Fantasy players should avoid hasty decisions. Baseball slumps and food truck service improve with the weather. But for those owners determined to make a move, here are our latest trade thoughts:

Buy

? Evan Gattis, Atlanta Braves: Atlanta's interim catcher has a heartwarming story (he made it to the majors after working as a janitor) and a growing group of supporters who dress in polar bear costumes to pay tribute to his "El Oso Blanco" moniker. But beyond that, Gattis has shown enough pop to force the Braves to keep him in the lineup even if Brian McCann returns (and more than a few reports suggest McCann may be out much of this season). With eligibility already set at catcher and soon to be at first base, it's hard to imagine that, with a .942 OPS, six homers and 13 RBI in his first 16 games, he can't help most fantasy teams.
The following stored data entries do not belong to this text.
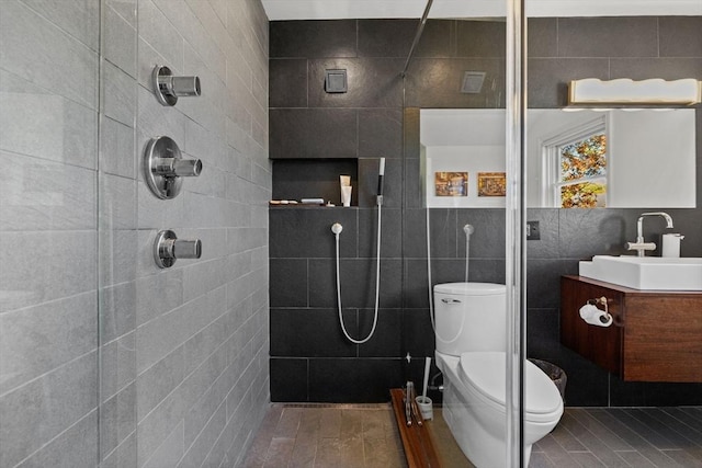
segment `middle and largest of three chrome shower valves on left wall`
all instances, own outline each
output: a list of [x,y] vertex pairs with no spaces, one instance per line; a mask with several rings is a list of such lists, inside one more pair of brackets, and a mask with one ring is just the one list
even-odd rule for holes
[[152,138],[146,146],[144,179],[159,198],[173,198],[183,184],[181,178],[197,176],[201,171],[202,161],[183,159],[180,148],[169,137]]

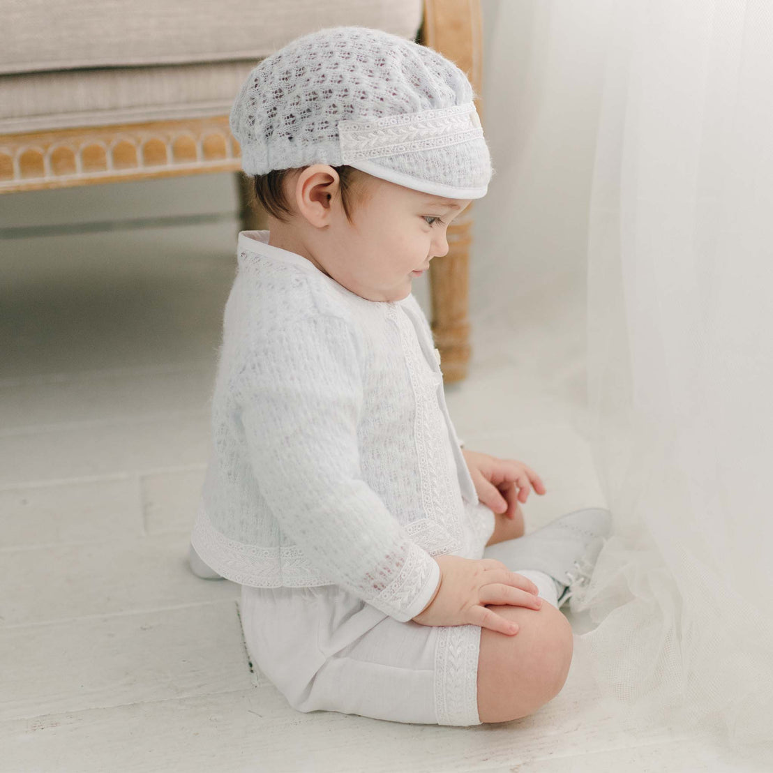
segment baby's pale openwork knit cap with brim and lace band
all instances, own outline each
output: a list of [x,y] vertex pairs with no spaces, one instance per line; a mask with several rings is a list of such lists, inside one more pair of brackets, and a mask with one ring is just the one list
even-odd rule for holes
[[233,102],[242,169],[349,165],[451,199],[485,196],[489,146],[462,70],[380,29],[329,27],[267,56]]

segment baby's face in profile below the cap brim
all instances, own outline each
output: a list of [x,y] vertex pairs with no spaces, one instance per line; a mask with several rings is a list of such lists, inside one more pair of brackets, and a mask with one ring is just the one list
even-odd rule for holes
[[[301,252],[339,284],[370,301],[407,298],[419,271],[448,253],[446,230],[472,199],[444,199],[380,178],[369,179],[365,203],[342,209],[303,240]],[[281,234],[270,243],[284,246]]]

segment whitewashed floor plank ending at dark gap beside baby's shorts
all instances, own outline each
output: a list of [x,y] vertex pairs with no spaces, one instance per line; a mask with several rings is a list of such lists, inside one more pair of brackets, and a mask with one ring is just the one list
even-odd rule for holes
[[247,690],[234,601],[0,628],[0,719]]

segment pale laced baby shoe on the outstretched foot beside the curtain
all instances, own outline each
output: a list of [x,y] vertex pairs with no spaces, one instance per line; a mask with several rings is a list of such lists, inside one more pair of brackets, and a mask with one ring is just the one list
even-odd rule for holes
[[611,526],[611,512],[592,507],[568,512],[541,529],[492,547],[502,545],[507,557],[503,563],[509,567],[536,569],[553,577],[557,607],[571,600],[570,609],[577,611]]

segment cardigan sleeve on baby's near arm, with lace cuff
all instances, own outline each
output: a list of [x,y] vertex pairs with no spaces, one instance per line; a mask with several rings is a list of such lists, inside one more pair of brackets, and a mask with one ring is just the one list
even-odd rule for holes
[[346,321],[319,315],[272,329],[240,370],[239,390],[252,472],[281,530],[386,615],[421,612],[440,567],[363,480],[363,380]]

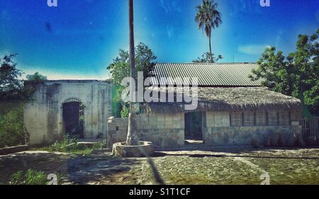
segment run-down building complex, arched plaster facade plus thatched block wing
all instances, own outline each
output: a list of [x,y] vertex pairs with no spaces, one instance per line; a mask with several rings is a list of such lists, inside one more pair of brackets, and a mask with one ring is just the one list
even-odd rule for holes
[[[180,147],[186,140],[208,145],[252,140],[293,144],[301,135],[301,101],[250,81],[248,75],[256,67],[253,63],[157,64],[154,82],[161,77],[198,78],[198,106],[185,110],[184,102],[143,103],[135,118],[138,137],[157,148]],[[174,86],[152,89],[179,93]],[[108,81],[35,84],[34,101],[24,113],[30,144],[52,142],[81,123],[82,129],[73,132],[80,137],[105,138],[109,146],[125,141],[128,119],[112,117],[111,88]]]

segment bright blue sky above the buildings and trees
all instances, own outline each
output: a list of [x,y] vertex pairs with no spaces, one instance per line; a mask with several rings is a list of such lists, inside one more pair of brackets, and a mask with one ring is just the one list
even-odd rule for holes
[[[256,62],[267,46],[286,54],[298,34],[319,28],[318,0],[217,0],[223,24],[213,30],[220,62]],[[106,66],[128,50],[128,0],[0,0],[0,55],[17,52],[18,68],[49,79],[106,79]],[[200,0],[135,0],[135,43],[157,62],[191,62],[208,51],[194,21]]]

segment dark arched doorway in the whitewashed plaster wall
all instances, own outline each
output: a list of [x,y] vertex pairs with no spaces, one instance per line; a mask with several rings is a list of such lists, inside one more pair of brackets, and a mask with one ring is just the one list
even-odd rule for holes
[[84,106],[81,101],[69,98],[62,103],[62,123],[66,135],[84,138]]

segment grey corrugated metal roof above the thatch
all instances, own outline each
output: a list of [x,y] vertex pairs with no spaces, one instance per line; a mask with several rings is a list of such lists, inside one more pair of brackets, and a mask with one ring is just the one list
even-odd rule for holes
[[[198,78],[198,86],[262,86],[261,80],[251,81],[248,76],[252,69],[257,69],[257,63],[181,63],[156,64],[155,76],[152,83],[172,84],[172,81],[163,81],[161,78]],[[156,81],[157,80],[157,81]]]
? Brett Lawrie, Toronto Blue Jays: Look, even I could probably hit .138 if I were 23 years old and hadn't convinced myself that eating a dozen doughnuts in a half-hour was a good way to win money from people. Lawrie is an elite athlete with the ability to hit for power and average and steal bases, but he's gotten off to a slow start after missing most of spring training and the first part of the season. If the Lawrie owner in your league is worried, target him. Try sweetening the pot with a middling third baseman of your own and nab Lawrie before he turbo-charges the Blue Jays.

Sell

? Giancarlo Stanton, Miami Marlins: A hitter this talented can't help but improve from a dismal start, but the ceiling is low in Miami. The vibe is anything but cool with the Marlins, and the lineup is worse. Teams continue to pitch around Stanton in order to go after his less gifted teammates. There's something very Hanley Ramirez-like about Stanton's situation. Though younger than Ramirez was when he soured on the Marlins, Stanton wasn't happy about the Marlins' offseason fire sale and can't be happy about toiling away for the worst team in the majors. Stanton is only 23, so Miami isn't likely to deal him, but he is likely to pout his way to a poor season. His power potential and name still carry plenty of value in fantasy, and if an owner can deal him for a solid hitter and middle-of-the-rotation starter, the return should be worth the price.

? Travis Hafner, New York Yankees: More than a few fantasy owners picked Hafner off waivers or drafted him as an endgame flier, and now it's time to deal him while the going is good. After struggling the last five seasons with injuries (playing an average of 86 games per year) and power (hitting 12 homers per), Hafner has powered a beat-up Yankees offense to the tune of five homers, 10 RBI and a .319 average. While the Indians supporter in me wishes Pronk well, I can tell you from experience that Hafner's production is due for a dip. Maybe the dip won't be off the cliff, but it will be enough to saddle him to a fantasy owner's bench, especially when he hits .227 in June or .248 in July, as he has the past three seasons. Find the Yankees fan in your league or find the owner desperate for pop and strike a deal for someone with more staying power.

Hold

? R.A. Dickey, Toronto Blue Jays: Among the struggling Blue Jays starters, the reigning NL Cy Young winner holds the best potential to right his poor start. The walk rate is up, and opponents have taken notice. But some of his underlying numbers (K/9, batting average against) have not fallen off, which suggests a return to solid starter status is just a handful of controlled knuckleballs away. Don't expect a Cy Young showing, and know that until he proves otherwise Dickey should be used as a matchup play only, but there's evidence to support a turnaround.

? Salvador Perez, Kansas City Royals: A .617 OPS start may have many wondering if the preseason breakout candidate is broken. Too much hype, perhaps? One thing's for sure -- the catcher doesn't have enough patience, as he hasn't taken a walk in his first 66 at-bats. But we'd like to preach that his owners have a little patience with him. Though he has played over parts of the past three seasons, Perez has yet to log a full season. Overall, his production has been pretty toothless, but he still has at least one hit in 14 of the 16 games he's played. In other words, Perez's bat is working, which is the primary worry with any hitter. With a player this talented at a position this thin, it's worth taking a chance that those hits will start carrying a bit more punch soon.